One of the biggest perks of a hire purchase agreement is that the loan is secured against the vehicle itself. Once you’ve made the final payment, the car is yours.
Like PCP, you typically can expect to place a 10% deposit before repaying the balance in instalments, plus interest, over the loan period. The most significant catch with HP, is if you miss a payment, the car will likely be repossessed and can prove more expensive than an independent back loan.
However, servicing is usually included which offers the added bonus of minimising further expenses. But bear in mind: you can’t sell the car without the lender’s permission, but you can return it if you need to.
In many ways, HP is less complicated than a PCP loan as you finance the cost of the car, less the amount of deposit you have put down.
Personal Lasing or Contract Hire
Great for convenience!
Again, not too dissimilar to PCP in that you get low monthly payments, but with personal leasing or contract hire there is no options to buy. However, this type of car loan makes changing cars super simple.
Overall leasing costs are based on the type of car, length of contract and your agreed mileage limits. The biggest catch here is that you typically have to pay up to three months’ rental in advance which isn’t the most affordable option for many customers.
Fortunately, despite the large upfront costs, servicing is usually included, but make sure you check all the finer details in your terms and conditions. When looking for and comparing deals, make sure you look at the amount of APR attached, the monthly payments and the total amount repayable.
The most traditional type of finance that gives you more control over your finances.
Unlike other car finance options, a personal loan isn’t secured against the car. This in turn puts you more at risk in the eyes of a lender, as you are in complete control of your purchase, but, the vehicle cannot be repossessed if you miss a payment.

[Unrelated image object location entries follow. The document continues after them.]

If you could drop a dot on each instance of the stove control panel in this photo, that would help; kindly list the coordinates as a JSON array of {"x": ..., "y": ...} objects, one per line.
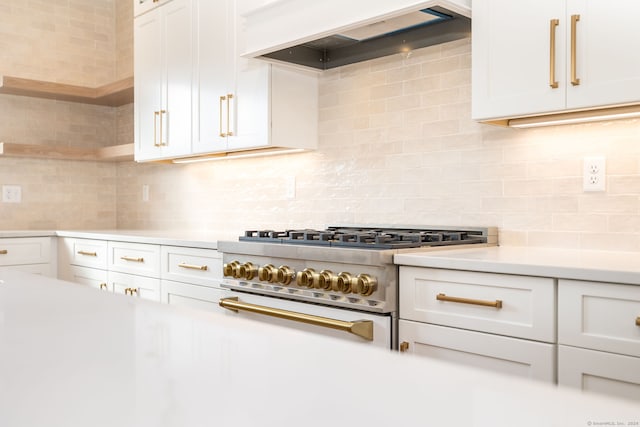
[{"x": 308, "y": 278}]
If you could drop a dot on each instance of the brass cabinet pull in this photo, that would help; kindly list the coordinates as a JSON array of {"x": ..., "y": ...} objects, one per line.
[
  {"x": 132, "y": 259},
  {"x": 155, "y": 128},
  {"x": 87, "y": 253},
  {"x": 162, "y": 143},
  {"x": 361, "y": 328},
  {"x": 496, "y": 303},
  {"x": 130, "y": 291},
  {"x": 553, "y": 24},
  {"x": 222, "y": 133},
  {"x": 193, "y": 267},
  {"x": 574, "y": 23},
  {"x": 229, "y": 132}
]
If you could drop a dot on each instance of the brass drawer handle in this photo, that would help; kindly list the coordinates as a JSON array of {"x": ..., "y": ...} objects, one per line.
[
  {"x": 87, "y": 253},
  {"x": 132, "y": 259},
  {"x": 361, "y": 328},
  {"x": 497, "y": 303},
  {"x": 193, "y": 267},
  {"x": 130, "y": 291}
]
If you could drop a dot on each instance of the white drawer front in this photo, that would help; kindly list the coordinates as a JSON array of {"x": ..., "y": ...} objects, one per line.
[
  {"x": 596, "y": 371},
  {"x": 25, "y": 250},
  {"x": 135, "y": 258},
  {"x": 191, "y": 265},
  {"x": 600, "y": 316},
  {"x": 135, "y": 286},
  {"x": 205, "y": 298},
  {"x": 528, "y": 303},
  {"x": 505, "y": 355},
  {"x": 92, "y": 277},
  {"x": 88, "y": 253}
]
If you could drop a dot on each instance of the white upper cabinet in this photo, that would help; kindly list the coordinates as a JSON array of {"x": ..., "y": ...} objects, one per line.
[
  {"x": 554, "y": 56},
  {"x": 163, "y": 75}
]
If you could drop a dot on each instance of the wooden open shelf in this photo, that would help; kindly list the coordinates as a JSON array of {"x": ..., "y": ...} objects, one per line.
[
  {"x": 113, "y": 153},
  {"x": 113, "y": 94}
]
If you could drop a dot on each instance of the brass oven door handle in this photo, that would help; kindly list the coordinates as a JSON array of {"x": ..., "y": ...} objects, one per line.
[
  {"x": 193, "y": 267},
  {"x": 132, "y": 259},
  {"x": 497, "y": 303},
  {"x": 361, "y": 328},
  {"x": 574, "y": 23},
  {"x": 87, "y": 253},
  {"x": 553, "y": 24}
]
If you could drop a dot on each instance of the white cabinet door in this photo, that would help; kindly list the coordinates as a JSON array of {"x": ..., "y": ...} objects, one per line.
[
  {"x": 163, "y": 75},
  {"x": 596, "y": 371},
  {"x": 505, "y": 355},
  {"x": 607, "y": 43},
  {"x": 512, "y": 58},
  {"x": 213, "y": 76}
]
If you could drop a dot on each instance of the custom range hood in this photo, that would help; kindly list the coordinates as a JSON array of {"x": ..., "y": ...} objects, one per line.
[{"x": 330, "y": 33}]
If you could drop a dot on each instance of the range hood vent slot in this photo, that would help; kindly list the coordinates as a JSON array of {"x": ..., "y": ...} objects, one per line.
[{"x": 402, "y": 34}]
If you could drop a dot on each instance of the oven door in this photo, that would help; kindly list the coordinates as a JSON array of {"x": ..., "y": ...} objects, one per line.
[{"x": 366, "y": 328}]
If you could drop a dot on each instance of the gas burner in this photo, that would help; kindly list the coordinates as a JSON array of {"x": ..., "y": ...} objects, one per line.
[{"x": 369, "y": 237}]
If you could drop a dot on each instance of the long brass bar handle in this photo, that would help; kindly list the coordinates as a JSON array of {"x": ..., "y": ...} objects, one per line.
[
  {"x": 229, "y": 132},
  {"x": 162, "y": 143},
  {"x": 361, "y": 328},
  {"x": 496, "y": 303},
  {"x": 155, "y": 128},
  {"x": 132, "y": 259},
  {"x": 574, "y": 23},
  {"x": 222, "y": 133},
  {"x": 87, "y": 253},
  {"x": 193, "y": 267},
  {"x": 553, "y": 24}
]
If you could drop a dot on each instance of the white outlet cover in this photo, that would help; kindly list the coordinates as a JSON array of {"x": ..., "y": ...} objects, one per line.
[{"x": 594, "y": 173}]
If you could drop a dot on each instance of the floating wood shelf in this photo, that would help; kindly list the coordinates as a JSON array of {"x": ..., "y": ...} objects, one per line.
[
  {"x": 113, "y": 94},
  {"x": 113, "y": 153}
]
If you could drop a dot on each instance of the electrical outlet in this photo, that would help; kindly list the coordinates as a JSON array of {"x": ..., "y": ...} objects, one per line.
[
  {"x": 11, "y": 194},
  {"x": 594, "y": 174}
]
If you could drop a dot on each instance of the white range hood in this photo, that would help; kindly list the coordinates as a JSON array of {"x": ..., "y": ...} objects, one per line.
[{"x": 331, "y": 33}]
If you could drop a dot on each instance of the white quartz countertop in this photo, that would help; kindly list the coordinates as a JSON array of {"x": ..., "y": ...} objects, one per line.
[
  {"x": 618, "y": 267},
  {"x": 73, "y": 356},
  {"x": 203, "y": 239}
]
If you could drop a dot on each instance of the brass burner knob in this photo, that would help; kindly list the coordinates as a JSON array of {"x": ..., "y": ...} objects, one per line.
[
  {"x": 285, "y": 275},
  {"x": 342, "y": 283},
  {"x": 246, "y": 271},
  {"x": 365, "y": 284},
  {"x": 267, "y": 273},
  {"x": 323, "y": 280},
  {"x": 305, "y": 278},
  {"x": 229, "y": 268}
]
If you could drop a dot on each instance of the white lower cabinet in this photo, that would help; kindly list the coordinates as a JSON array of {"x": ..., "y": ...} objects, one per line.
[
  {"x": 500, "y": 322},
  {"x": 615, "y": 375},
  {"x": 29, "y": 254},
  {"x": 512, "y": 356}
]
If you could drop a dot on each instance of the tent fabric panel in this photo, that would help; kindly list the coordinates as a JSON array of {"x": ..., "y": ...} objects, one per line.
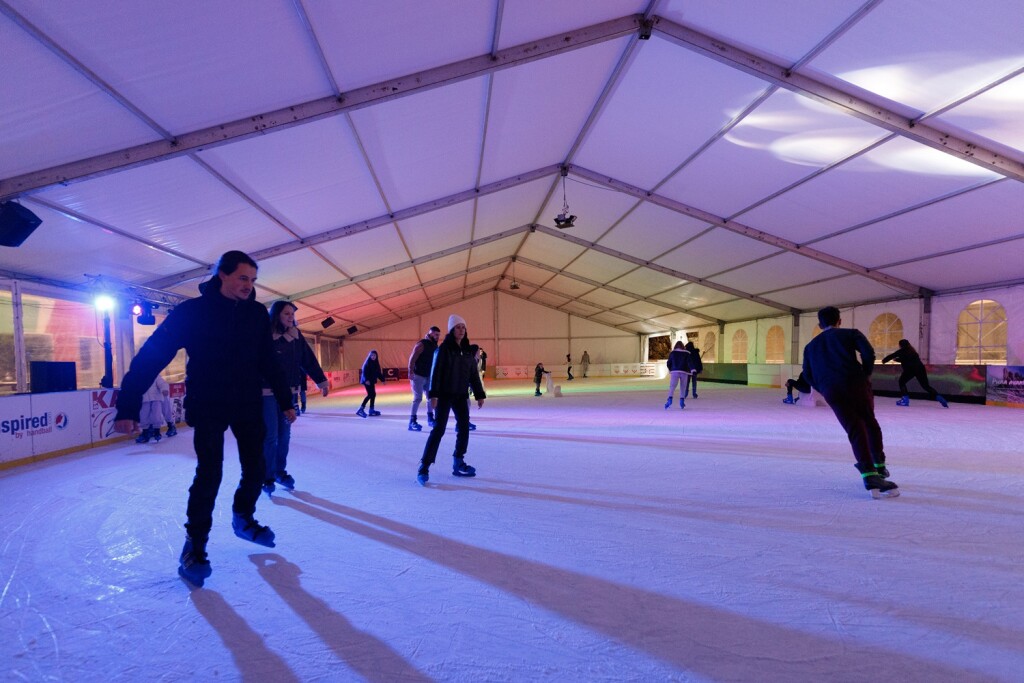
[
  {"x": 650, "y": 230},
  {"x": 403, "y": 37},
  {"x": 535, "y": 115},
  {"x": 175, "y": 204},
  {"x": 81, "y": 120},
  {"x": 777, "y": 272},
  {"x": 365, "y": 252},
  {"x": 783, "y": 140},
  {"x": 926, "y": 59},
  {"x": 312, "y": 176},
  {"x": 645, "y": 282},
  {"x": 643, "y": 144},
  {"x": 859, "y": 190},
  {"x": 974, "y": 217},
  {"x": 999, "y": 263},
  {"x": 841, "y": 291},
  {"x": 409, "y": 139},
  {"x": 252, "y": 61},
  {"x": 761, "y": 27},
  {"x": 715, "y": 251},
  {"x": 438, "y": 229},
  {"x": 510, "y": 208},
  {"x": 296, "y": 271}
]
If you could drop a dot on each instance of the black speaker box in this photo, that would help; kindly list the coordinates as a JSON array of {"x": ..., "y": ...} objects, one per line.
[
  {"x": 49, "y": 376},
  {"x": 16, "y": 223}
]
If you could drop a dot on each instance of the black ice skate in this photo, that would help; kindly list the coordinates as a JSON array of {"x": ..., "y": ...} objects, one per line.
[
  {"x": 250, "y": 529},
  {"x": 461, "y": 469},
  {"x": 194, "y": 565}
]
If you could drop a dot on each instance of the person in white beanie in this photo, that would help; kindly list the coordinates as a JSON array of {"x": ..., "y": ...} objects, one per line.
[{"x": 453, "y": 374}]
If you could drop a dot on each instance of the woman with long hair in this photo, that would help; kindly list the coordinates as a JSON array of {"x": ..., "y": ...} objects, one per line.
[
  {"x": 912, "y": 369},
  {"x": 370, "y": 375},
  {"x": 297, "y": 359},
  {"x": 452, "y": 376}
]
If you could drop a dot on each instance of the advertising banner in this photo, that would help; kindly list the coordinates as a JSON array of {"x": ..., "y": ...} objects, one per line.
[{"x": 1005, "y": 385}]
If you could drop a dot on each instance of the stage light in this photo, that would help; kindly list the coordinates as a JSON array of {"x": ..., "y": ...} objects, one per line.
[{"x": 104, "y": 303}]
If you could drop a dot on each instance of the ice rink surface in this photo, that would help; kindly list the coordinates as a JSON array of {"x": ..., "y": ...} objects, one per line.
[{"x": 603, "y": 539}]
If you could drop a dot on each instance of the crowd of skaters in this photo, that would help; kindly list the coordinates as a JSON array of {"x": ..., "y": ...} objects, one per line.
[{"x": 247, "y": 368}]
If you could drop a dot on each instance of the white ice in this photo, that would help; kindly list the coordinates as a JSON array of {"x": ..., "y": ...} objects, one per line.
[{"x": 604, "y": 539}]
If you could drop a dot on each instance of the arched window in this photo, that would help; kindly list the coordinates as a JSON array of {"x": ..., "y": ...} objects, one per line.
[
  {"x": 981, "y": 334},
  {"x": 775, "y": 345},
  {"x": 739, "y": 346},
  {"x": 885, "y": 333},
  {"x": 710, "y": 350}
]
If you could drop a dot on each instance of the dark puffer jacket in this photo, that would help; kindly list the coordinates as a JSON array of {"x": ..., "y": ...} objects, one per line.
[
  {"x": 229, "y": 353},
  {"x": 455, "y": 371}
]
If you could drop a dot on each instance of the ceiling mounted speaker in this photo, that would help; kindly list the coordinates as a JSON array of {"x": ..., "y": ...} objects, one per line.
[{"x": 16, "y": 223}]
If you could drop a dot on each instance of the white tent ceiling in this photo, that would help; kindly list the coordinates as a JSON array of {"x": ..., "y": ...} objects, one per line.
[{"x": 726, "y": 160}]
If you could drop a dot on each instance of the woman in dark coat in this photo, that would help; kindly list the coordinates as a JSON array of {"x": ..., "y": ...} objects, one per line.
[
  {"x": 912, "y": 369},
  {"x": 370, "y": 375},
  {"x": 452, "y": 376},
  {"x": 297, "y": 360}
]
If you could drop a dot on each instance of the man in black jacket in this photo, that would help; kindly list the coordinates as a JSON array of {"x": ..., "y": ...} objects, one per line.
[
  {"x": 452, "y": 376},
  {"x": 226, "y": 335},
  {"x": 830, "y": 366}
]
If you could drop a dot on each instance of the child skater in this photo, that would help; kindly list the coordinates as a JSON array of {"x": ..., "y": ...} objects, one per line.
[
  {"x": 370, "y": 375},
  {"x": 680, "y": 367},
  {"x": 912, "y": 369}
]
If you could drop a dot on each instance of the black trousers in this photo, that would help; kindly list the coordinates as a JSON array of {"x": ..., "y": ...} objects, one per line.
[
  {"x": 371, "y": 395},
  {"x": 854, "y": 408},
  {"x": 460, "y": 406},
  {"x": 922, "y": 378},
  {"x": 208, "y": 437}
]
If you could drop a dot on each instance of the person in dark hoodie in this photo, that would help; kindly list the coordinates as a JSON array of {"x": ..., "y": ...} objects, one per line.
[
  {"x": 830, "y": 366},
  {"x": 453, "y": 374},
  {"x": 297, "y": 359},
  {"x": 696, "y": 367},
  {"x": 679, "y": 369},
  {"x": 912, "y": 369},
  {"x": 370, "y": 375},
  {"x": 226, "y": 335}
]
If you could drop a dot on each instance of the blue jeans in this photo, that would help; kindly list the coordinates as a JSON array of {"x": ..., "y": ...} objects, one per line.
[{"x": 279, "y": 435}]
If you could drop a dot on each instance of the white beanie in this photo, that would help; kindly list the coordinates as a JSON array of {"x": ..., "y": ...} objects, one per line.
[{"x": 455, "y": 319}]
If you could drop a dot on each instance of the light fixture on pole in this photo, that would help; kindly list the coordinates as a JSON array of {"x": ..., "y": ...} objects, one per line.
[{"x": 564, "y": 219}]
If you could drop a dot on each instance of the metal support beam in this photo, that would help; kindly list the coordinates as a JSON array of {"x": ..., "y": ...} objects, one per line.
[
  {"x": 561, "y": 235},
  {"x": 888, "y": 119},
  {"x": 318, "y": 109},
  {"x": 747, "y": 231}
]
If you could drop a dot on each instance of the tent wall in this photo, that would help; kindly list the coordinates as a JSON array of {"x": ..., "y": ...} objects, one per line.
[{"x": 526, "y": 333}]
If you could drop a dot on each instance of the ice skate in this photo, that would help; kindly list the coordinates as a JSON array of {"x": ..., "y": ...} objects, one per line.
[
  {"x": 250, "y": 529},
  {"x": 286, "y": 480},
  {"x": 194, "y": 565},
  {"x": 461, "y": 469}
]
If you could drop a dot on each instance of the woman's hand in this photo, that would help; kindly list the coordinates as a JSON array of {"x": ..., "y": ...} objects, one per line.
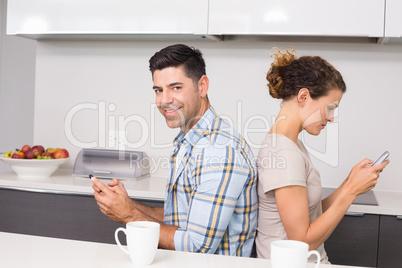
[{"x": 363, "y": 177}]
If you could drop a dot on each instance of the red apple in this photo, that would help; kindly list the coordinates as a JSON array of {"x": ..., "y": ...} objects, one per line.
[
  {"x": 62, "y": 153},
  {"x": 25, "y": 148},
  {"x": 38, "y": 150},
  {"x": 16, "y": 156},
  {"x": 47, "y": 154},
  {"x": 29, "y": 154}
]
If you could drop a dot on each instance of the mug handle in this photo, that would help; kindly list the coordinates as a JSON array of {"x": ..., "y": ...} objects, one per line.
[
  {"x": 116, "y": 237},
  {"x": 315, "y": 252}
]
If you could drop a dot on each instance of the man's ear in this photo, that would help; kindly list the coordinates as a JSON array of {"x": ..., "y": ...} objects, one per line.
[
  {"x": 203, "y": 85},
  {"x": 303, "y": 96}
]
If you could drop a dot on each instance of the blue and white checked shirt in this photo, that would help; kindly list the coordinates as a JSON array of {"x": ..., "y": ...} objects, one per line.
[{"x": 211, "y": 196}]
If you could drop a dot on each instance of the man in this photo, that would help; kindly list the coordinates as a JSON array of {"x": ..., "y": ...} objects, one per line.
[{"x": 211, "y": 201}]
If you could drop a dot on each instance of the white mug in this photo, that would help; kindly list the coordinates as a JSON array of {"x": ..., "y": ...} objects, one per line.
[
  {"x": 142, "y": 241},
  {"x": 290, "y": 253}
]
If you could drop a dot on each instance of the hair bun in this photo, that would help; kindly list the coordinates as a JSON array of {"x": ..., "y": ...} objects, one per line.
[{"x": 275, "y": 80}]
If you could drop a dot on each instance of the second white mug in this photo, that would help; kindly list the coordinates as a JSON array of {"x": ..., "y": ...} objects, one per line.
[
  {"x": 142, "y": 241},
  {"x": 290, "y": 253}
]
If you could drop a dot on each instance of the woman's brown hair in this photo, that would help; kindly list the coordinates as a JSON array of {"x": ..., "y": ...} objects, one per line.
[{"x": 289, "y": 74}]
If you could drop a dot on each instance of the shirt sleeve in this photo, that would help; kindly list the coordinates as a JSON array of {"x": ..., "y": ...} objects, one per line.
[
  {"x": 220, "y": 176},
  {"x": 282, "y": 168}
]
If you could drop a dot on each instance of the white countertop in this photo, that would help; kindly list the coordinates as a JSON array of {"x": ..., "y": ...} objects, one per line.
[
  {"x": 153, "y": 188},
  {"x": 18, "y": 250},
  {"x": 62, "y": 181}
]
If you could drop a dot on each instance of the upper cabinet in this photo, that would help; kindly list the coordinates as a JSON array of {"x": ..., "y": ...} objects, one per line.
[
  {"x": 358, "y": 18},
  {"x": 106, "y": 17},
  {"x": 197, "y": 19},
  {"x": 393, "y": 21}
]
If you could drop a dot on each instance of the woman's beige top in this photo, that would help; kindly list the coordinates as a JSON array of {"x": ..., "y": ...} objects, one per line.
[{"x": 282, "y": 163}]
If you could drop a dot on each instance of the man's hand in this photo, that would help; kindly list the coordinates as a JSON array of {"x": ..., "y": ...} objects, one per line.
[{"x": 113, "y": 201}]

The biggest perk of a personal loan is that the car is yours straightaway, so have more freedom to sell it on if you need to, without having to ask permission from the lender. The flip side is that personal loans can work out more expensive overall, but there are no mileage restrictions to worry about.
“Bad credit” car finance
Not everyone will get accepted for a car loan. Whenever a lender looks at your finances, your credit report tells them everything they need to know about how much of a risk you are, and thereby how “creditworthy” you are as a customer.
If they spot a series of red flags, such as missed payments, defaults, bankruptcy, IVAs, CCJs or that you’re personal details aren’t complete, they might reject you as you don’t fulfil their set of criteria. Lenders need to know you are able and capable of paying back any amount of money they lend you, after all.
Fortunately, “bad credit” car finance is available from a range of specialist lenders who will look at your individual circumstances rather than your credit history alone.
While you may have to pay a bit more than people with a good or excellent credit score, getting accepted for this type of loan where you make your payments on time will instantly improve your future “creditworthiness” and open the door to better finance deals later on.
0% finance deals
Passing by your local dealership, there will always be an almost too good to be true 0% deal on offer. But, they are worth a look, particularly if you’re not too bothered about the car you get in the end.
To the dealer, they want to make a quick sell to shift an outgoing or slow-selling model. With no interest added to your monthly payments, these deals can often work out more affordable than others on this list.
But, 0% finance deals often require a more substantial deposit (35% or more) and there usually isn’t much wiggle room for further negotiation. Missing a payment may get you switched to a higher monthly rate, so make sure you only choose this type of deal if you can afford the repayments.
Everyone’s circumstances and lifestyles are different, so make sure you choose the type of car finance that works best for you!